The invention provides a3 multiplied by 3 polarized array structure, adds a structure of a non-polarized unit, abandons the concept of a super-pixel on the design idea, takes the polarization information of adjacent units as the polarization information of the super-pixel, has higher information accuracy, ensures that the lowest working illumination of the device is not reduced due to the existence of the non-polarized unit, and has the glimmer-polarization detection function. The method greatly improves the detection and identification capability of the detection device on the target, and has the advantages of low processing difficulty, low cost, easy device integration and the like.

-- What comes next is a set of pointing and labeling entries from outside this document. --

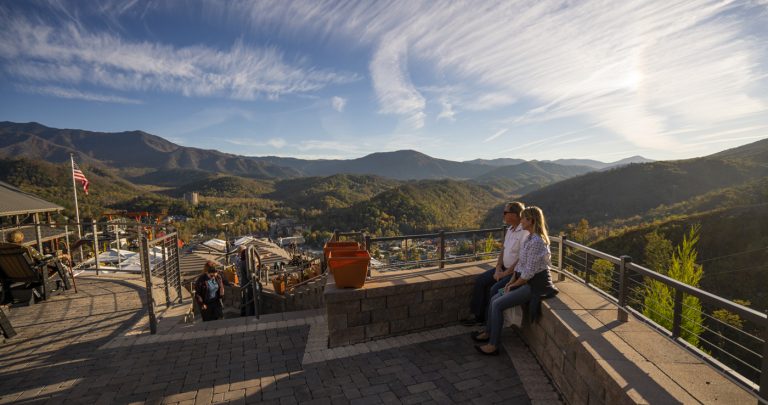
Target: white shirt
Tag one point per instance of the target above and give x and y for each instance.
(513, 240)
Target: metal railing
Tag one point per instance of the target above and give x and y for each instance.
(738, 348)
(442, 242)
(160, 261)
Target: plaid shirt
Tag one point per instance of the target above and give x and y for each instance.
(534, 257)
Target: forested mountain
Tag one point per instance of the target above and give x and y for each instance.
(227, 187)
(400, 165)
(133, 149)
(414, 207)
(150, 159)
(528, 176)
(602, 197)
(54, 183)
(597, 165)
(733, 248)
(323, 193)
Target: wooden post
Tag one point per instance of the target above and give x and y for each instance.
(442, 249)
(560, 256)
(95, 246)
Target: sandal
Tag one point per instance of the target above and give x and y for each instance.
(476, 336)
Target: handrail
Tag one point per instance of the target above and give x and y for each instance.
(760, 389)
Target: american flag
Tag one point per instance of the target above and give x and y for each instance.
(79, 176)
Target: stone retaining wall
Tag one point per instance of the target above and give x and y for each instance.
(398, 303)
(594, 359)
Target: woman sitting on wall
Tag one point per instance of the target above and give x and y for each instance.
(209, 290)
(532, 280)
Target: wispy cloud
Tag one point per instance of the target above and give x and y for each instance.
(277, 143)
(496, 135)
(55, 91)
(392, 83)
(338, 103)
(69, 54)
(636, 69)
(447, 111)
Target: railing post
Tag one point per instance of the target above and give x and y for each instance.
(367, 248)
(586, 267)
(95, 246)
(442, 250)
(560, 255)
(677, 316)
(145, 267)
(621, 313)
(177, 266)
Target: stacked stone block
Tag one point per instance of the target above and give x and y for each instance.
(385, 307)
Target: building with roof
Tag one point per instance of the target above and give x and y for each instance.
(22, 210)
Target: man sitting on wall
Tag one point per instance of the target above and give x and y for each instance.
(489, 283)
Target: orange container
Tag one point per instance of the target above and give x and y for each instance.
(349, 267)
(330, 246)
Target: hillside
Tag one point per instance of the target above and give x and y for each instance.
(597, 165)
(53, 182)
(528, 176)
(415, 207)
(733, 246)
(225, 186)
(602, 197)
(324, 193)
(400, 165)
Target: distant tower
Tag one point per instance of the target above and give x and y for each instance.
(192, 198)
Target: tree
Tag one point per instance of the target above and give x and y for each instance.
(602, 278)
(659, 299)
(657, 252)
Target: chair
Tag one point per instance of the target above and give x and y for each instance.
(25, 278)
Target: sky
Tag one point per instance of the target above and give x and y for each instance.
(456, 80)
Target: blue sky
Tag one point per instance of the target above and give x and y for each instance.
(456, 80)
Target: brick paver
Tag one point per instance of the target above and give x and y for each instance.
(79, 348)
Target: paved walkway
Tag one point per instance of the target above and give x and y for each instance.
(85, 348)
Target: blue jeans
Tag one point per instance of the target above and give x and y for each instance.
(485, 287)
(499, 303)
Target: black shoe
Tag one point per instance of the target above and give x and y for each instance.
(471, 321)
(493, 353)
(475, 337)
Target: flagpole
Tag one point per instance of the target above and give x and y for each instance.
(77, 209)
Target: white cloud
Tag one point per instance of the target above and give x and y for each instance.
(392, 84)
(496, 135)
(75, 94)
(447, 112)
(277, 143)
(640, 70)
(338, 103)
(70, 55)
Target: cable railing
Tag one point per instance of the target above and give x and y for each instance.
(409, 252)
(727, 335)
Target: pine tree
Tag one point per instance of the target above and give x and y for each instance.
(659, 299)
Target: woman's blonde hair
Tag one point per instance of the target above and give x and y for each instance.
(535, 215)
(16, 236)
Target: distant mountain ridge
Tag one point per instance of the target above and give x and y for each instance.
(164, 160)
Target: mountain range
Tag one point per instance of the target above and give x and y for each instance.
(150, 158)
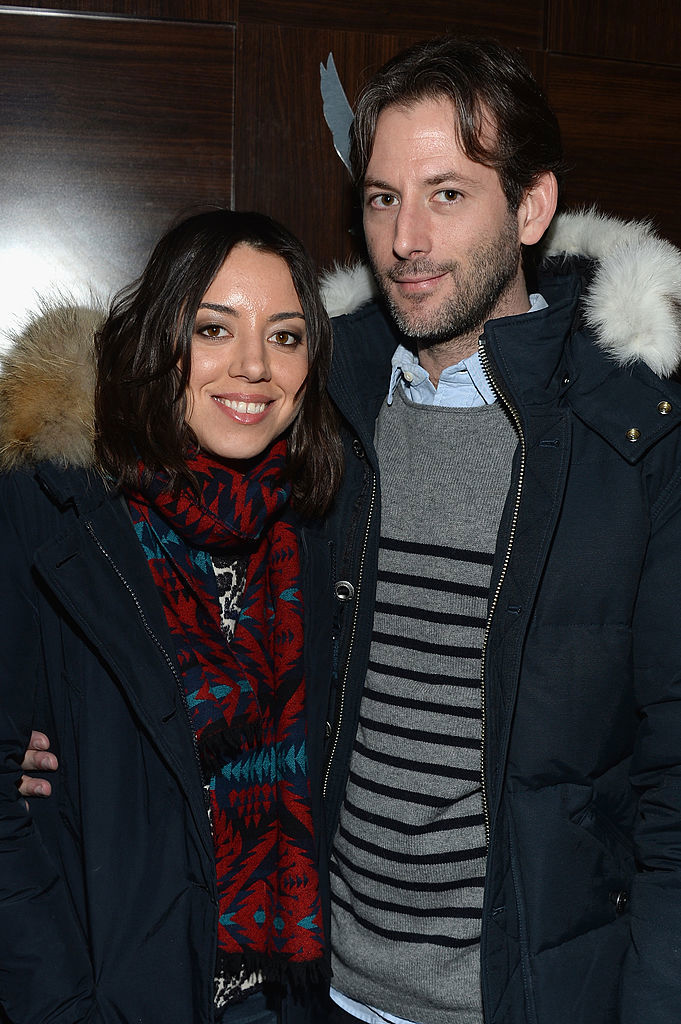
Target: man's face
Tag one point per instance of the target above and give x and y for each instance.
(443, 244)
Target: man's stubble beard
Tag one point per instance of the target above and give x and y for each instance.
(475, 291)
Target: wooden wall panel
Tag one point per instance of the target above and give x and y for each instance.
(110, 129)
(620, 123)
(521, 25)
(285, 163)
(177, 10)
(624, 30)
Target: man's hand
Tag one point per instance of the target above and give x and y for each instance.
(37, 758)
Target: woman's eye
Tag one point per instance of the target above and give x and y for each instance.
(383, 201)
(286, 338)
(212, 331)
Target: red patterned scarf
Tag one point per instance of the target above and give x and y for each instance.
(246, 700)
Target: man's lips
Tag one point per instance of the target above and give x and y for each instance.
(244, 409)
(419, 282)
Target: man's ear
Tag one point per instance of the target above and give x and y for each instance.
(537, 209)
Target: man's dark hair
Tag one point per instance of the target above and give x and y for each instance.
(485, 82)
(143, 358)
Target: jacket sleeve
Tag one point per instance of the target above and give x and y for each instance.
(45, 972)
(651, 977)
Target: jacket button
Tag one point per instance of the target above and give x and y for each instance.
(344, 590)
(621, 901)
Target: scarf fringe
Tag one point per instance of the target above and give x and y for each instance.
(219, 741)
(277, 969)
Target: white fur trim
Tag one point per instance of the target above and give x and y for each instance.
(346, 288)
(634, 301)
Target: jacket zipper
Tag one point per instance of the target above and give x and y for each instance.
(150, 632)
(514, 521)
(351, 643)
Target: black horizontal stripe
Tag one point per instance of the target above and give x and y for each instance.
(445, 857)
(447, 941)
(407, 828)
(456, 711)
(425, 800)
(474, 882)
(437, 551)
(425, 615)
(449, 650)
(434, 678)
(428, 583)
(423, 767)
(453, 912)
(421, 735)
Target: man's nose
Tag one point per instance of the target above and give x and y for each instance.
(412, 237)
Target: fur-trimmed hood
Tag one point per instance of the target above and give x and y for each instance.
(634, 300)
(633, 305)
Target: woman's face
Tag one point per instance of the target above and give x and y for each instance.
(249, 355)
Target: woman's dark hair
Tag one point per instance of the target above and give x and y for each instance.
(484, 81)
(143, 358)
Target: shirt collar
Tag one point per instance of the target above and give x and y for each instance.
(408, 371)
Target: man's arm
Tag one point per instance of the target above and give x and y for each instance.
(651, 974)
(37, 758)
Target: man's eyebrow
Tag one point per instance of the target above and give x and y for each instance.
(449, 176)
(375, 183)
(454, 176)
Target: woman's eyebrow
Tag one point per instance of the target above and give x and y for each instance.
(286, 315)
(219, 308)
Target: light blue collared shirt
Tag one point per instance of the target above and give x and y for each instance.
(461, 386)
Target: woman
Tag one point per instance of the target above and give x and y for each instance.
(153, 589)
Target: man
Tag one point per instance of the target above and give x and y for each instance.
(501, 767)
(503, 790)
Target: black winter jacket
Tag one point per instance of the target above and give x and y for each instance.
(108, 892)
(582, 657)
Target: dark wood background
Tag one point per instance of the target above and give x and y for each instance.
(117, 117)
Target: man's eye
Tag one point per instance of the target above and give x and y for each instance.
(383, 201)
(286, 338)
(448, 196)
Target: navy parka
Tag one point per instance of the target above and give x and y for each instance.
(582, 663)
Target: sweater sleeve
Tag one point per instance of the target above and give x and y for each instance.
(45, 972)
(651, 977)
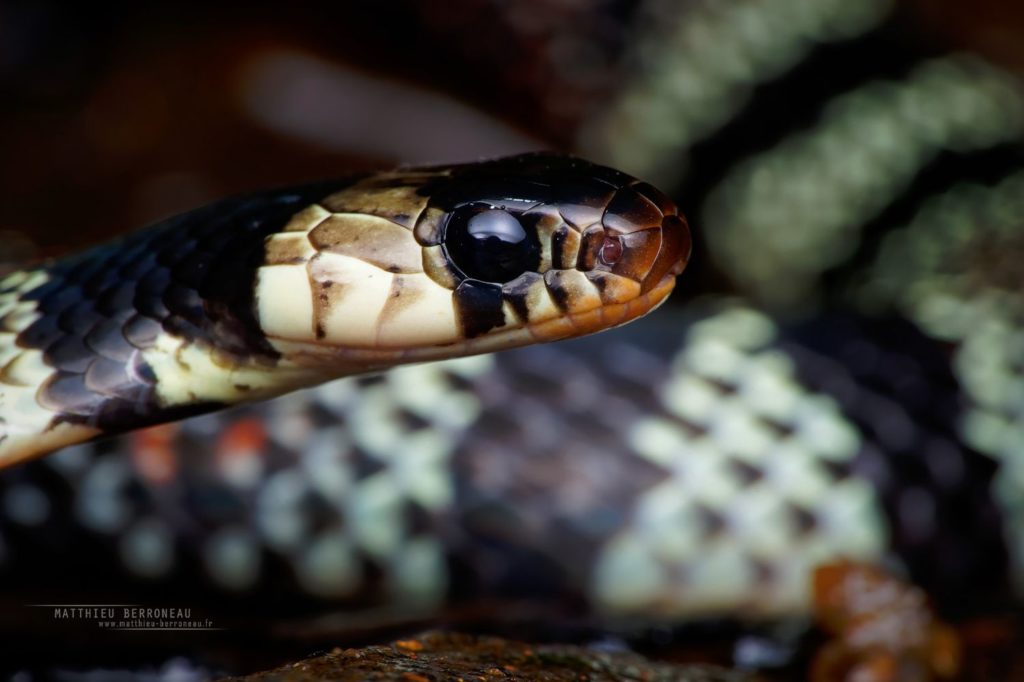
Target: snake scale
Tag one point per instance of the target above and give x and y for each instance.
(251, 297)
(695, 464)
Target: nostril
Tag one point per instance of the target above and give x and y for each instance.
(611, 250)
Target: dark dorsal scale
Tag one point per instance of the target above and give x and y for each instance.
(192, 275)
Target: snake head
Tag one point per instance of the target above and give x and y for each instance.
(424, 263)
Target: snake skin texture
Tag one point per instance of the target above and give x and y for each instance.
(700, 469)
(252, 297)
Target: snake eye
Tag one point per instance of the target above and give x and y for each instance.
(489, 244)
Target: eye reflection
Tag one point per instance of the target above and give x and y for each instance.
(491, 244)
(497, 223)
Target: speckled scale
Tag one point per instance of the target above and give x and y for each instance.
(190, 275)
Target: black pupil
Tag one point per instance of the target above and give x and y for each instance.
(491, 244)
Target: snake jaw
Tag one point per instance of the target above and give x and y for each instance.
(256, 296)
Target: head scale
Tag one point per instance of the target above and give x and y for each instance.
(433, 262)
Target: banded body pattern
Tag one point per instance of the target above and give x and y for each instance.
(87, 338)
(252, 297)
(692, 470)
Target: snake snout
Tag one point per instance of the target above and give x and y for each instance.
(654, 239)
(674, 252)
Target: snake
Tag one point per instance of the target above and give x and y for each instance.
(255, 296)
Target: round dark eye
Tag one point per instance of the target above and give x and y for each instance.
(491, 244)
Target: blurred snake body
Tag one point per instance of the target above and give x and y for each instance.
(252, 297)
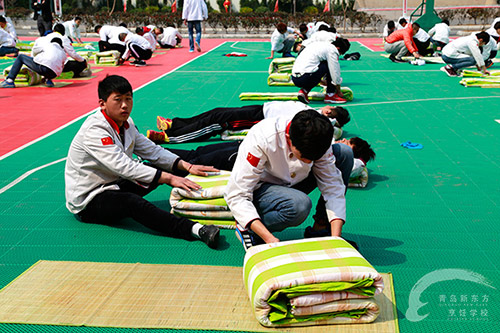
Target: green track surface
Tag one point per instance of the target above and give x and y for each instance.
(423, 210)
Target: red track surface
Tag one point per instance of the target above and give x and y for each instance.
(29, 113)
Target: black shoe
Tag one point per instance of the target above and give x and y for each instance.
(248, 239)
(209, 234)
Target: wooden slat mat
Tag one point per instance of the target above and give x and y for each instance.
(149, 296)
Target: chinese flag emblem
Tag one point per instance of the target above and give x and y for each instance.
(107, 141)
(254, 161)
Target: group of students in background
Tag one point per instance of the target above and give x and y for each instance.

the above examples are only for illustrating the technical idea and features of the present invention, and the purpose of the present invention is to enable those skilled in the art to understand the content of the present invention and implement the present invention, and not to limit the protection scope of the present invention. All equivalent changes and modifications made according to the spirit of the present invention should be covered within the protection scope of the present invention.